Niemieccy żołnierze przy linii powstańczych okopów, 1919 r.Forum Niemieccy żołnierze przy linii powstańczych okopów, 1919 r.
Polityka

3 stycznia 1919 r. na Girndtplatz (dziś plac Matejki) w Królewskiej Hucie (dziś Chorzów) zgromadził się tłum. Pracownicy miejscowych zakładów przemysłowych domagali się podwyżki płac, poprawy zaopatrzenia w żywność, wypłaty odszkodowań dla byłych żołnierzy i obiecanego wcześniej dodatku drożyźnianego. Po wystąpieniach przywódców manifestanci pomaszerowali pod gmach Inspekcji Górniczej – odpowiedzialnej za przestrzeganie przepisów dotyczących płac oraz warunków pracy. Inspekcja jako instytucja stała jednak po stronie właścicieli fabryk i kopalń, regularnie przymykając oko na łamanie prawa. Tamtego dnia gmachu strzegli żołnierze z 11. Rezerwowego Batalionu Strzelców z Marburga. Poprzedzała ich zła sława, ponieważ brali oni udział w głośnej masakrze cywilów w belgijskim Dinant w 1914 r.

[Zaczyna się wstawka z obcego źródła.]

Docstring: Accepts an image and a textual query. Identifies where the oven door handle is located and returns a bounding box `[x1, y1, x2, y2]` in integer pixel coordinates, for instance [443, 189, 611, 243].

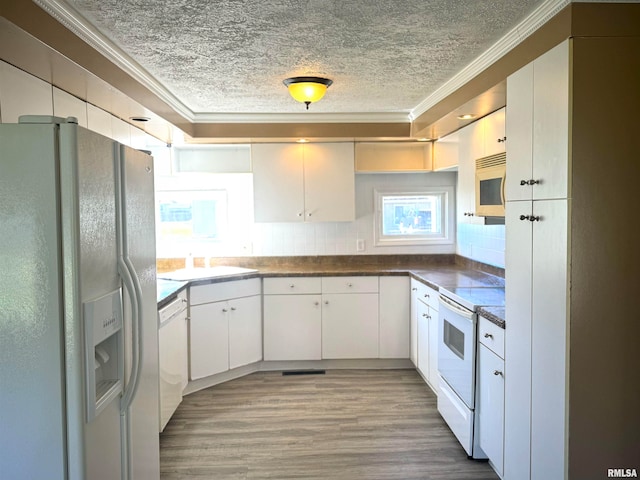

Zgromadzonych pod Inspekcją próbował rozgonić szwadron kawalerzystów. Robotnicy, pośród których wielu było weteranami zakończonej właśnie wojny, rozstąpili się, otoczyli żołnierzy i rozbroili. Wtem z okien gmachu padł pierwszy strzał. Po nim kolejne, aż w końcu rozległa się seria z karabinu maszynowego. Manifestanci rzucili się do ucieczki, zostawiając na placu 20 zabitych. Wielu było rannych. Kiedy rozniosła się wieść o masakrze, na ulicach Królewskiej Huty wybuchły zamieszki, które trwały cały kolejny dzień. W końcu władze wprowadziły w mieście stan oblężenia.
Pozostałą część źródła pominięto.